Old Heno withdrew, still smiling, and Henry was left alone in the darkness of the prison lodge, full of interest over what was to occur on the morrow, and anxious that he might be present to see. He knew that the conference of the chiefs would be concerning the new war on Kentucky, and now he was not so anxious to escape at once. A week later would be better, and then if the chance came—he never faltered in his belief that it would come—he could carry with him news worth the while. The young chief, Timmendiquas, was a man whom he admired, but, nevertheless, he would prove a formidable leader of such a coalition, the most dangerous to the white people that could be found.

Henry listened again for the song among the leaves that had the power to fill him with hope, but he did not hear it. Nevertheless, his courage did not depart, and he felt that the longer the Wyandots waited to dispose of him the better were his chances.

Heno came the next morning with his breakfast and announced that all the chiefs of the Ohio Valley had arrived and were now in conference in the council house.

"They talk later outside," he said, "and maybe Timmendiquas let you come and hear wise words that great chiefs say."

"I'd like to hear," said Henry. "I know that the Indians are great orators."

Heno did not reply, but Henry had divined that he was susceptible to flattery. He understood, too, that it was the policy of White Lightning to impress him with the skill and power of the tribes. So he waited patiently.

Meanwhile fifty famous chiefs representing all the great nations of the Ohio Valley sat in the temporary council house of the Wyandots, the smallest but the wisest and bravest tribe of them all. They were mostly men of middle age or older, although two or three were nearly, but not quite, as young as Timmendiquas himself. This chief was at once the youngest, the tallest, and the handsomest man present. They sat in rows, but where he sat was the head of the council. All looked toward him.

Every chief was in his finest dress, moccasins, leggings, and hunting coat of beautifully tanned deerskin, with blanket of bright color looped gracefully over the shoulder. In one of the rows in a group sat the six renegades, Girty, Blackstaffe, McKee, Eliot, Quarles, and Braxton Wyatt. Every man was bent forward in the stooped formal attitude of one who listens, and every one had the stem of a pipe in his mouth.
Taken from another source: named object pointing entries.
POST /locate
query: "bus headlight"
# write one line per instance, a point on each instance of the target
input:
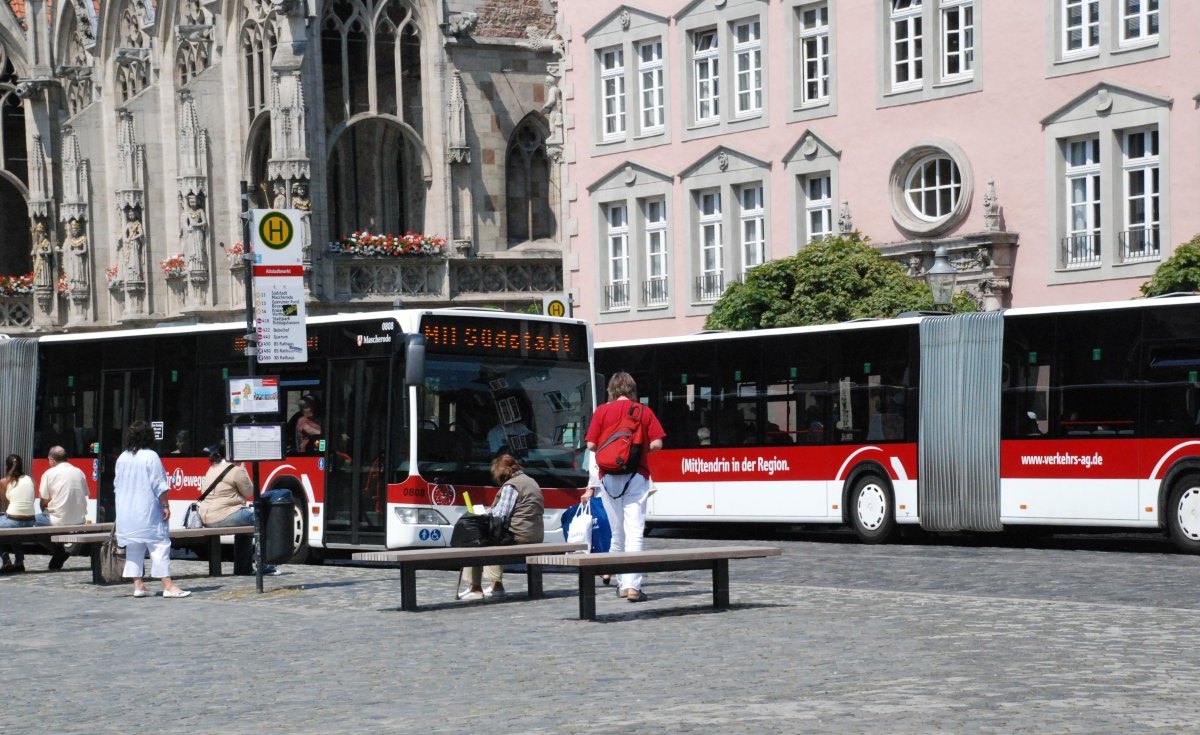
(421, 517)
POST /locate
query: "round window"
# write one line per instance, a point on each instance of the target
(933, 187)
(930, 189)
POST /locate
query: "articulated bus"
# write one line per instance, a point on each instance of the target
(1085, 416)
(397, 431)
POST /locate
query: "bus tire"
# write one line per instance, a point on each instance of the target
(871, 509)
(1183, 513)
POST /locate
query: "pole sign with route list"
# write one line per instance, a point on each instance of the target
(279, 286)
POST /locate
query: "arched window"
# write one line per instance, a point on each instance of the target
(371, 65)
(13, 208)
(78, 64)
(258, 43)
(195, 41)
(371, 59)
(132, 54)
(375, 175)
(527, 184)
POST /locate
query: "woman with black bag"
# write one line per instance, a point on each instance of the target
(517, 509)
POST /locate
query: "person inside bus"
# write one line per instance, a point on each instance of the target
(229, 489)
(21, 513)
(520, 507)
(307, 426)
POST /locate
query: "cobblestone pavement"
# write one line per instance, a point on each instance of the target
(834, 637)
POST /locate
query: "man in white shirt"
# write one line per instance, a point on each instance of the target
(64, 493)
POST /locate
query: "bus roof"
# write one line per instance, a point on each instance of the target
(1175, 299)
(408, 318)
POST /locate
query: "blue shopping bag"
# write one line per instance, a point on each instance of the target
(601, 532)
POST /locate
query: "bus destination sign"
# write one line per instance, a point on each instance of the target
(504, 336)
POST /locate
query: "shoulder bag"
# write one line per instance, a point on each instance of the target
(192, 518)
(112, 560)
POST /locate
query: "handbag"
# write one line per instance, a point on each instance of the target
(580, 529)
(112, 560)
(192, 518)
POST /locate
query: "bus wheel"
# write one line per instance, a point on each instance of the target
(1183, 513)
(299, 533)
(870, 509)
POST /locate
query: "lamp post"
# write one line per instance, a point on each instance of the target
(941, 280)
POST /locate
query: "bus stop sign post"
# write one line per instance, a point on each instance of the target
(251, 359)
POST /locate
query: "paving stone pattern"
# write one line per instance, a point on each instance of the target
(831, 638)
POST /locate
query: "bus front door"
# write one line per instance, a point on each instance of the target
(355, 452)
(124, 396)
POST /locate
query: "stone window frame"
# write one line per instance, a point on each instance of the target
(933, 85)
(628, 28)
(726, 171)
(823, 108)
(912, 223)
(723, 16)
(809, 156)
(1105, 111)
(631, 185)
(1111, 51)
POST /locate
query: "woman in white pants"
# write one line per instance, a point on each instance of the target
(143, 512)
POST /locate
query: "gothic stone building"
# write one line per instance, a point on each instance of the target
(129, 129)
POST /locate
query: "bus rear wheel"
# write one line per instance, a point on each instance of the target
(871, 511)
(1183, 513)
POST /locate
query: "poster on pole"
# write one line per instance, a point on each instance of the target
(279, 285)
(259, 394)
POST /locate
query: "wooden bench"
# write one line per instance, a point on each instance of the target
(455, 559)
(48, 531)
(213, 537)
(658, 560)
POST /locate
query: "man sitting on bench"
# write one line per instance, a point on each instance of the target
(64, 491)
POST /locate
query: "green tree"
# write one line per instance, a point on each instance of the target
(1181, 272)
(834, 280)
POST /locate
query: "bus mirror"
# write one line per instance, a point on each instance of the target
(414, 359)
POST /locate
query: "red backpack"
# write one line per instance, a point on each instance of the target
(619, 452)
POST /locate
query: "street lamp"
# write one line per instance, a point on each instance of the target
(941, 279)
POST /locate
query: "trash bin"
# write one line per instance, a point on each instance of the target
(276, 514)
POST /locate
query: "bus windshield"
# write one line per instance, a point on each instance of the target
(474, 408)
In one group sat the chiefs of the Ottawas, the most distant of the tribes, dwellers on the far shores of Lake Huron, sometimes fish-eaters, and fugitives at an earlier day from the valley of the Ottawa River in Canada, whence they took their name. The word "Ottawa" in their language meant "trader," and they had received it in their ancient home because they had ideas of barter and had been the "go betweens" for other tribes. They worshiped the sun first and the stars second. Often they held festivals to the sun, and asked his aid in fishing and hunting. They occupied a secondary position in the Ohio Valley because they were newer and were not as fierce and tenacious in war as the older tribes. Ottawa chiefs did not thrust themselves forward, and when they spoke it was in a deprecatory way.

Next to the Wyandots were the Illinois, who lived in the valley of the Illinois and who were not numerous. They had been beaten often in tribal wars, until their spirit lacked that fine exaltation which means victory. Like the Ottawas, they felt that they should not say much, but should listen intently to the words of the chiefs who sat with them, and who represented great warrior nations.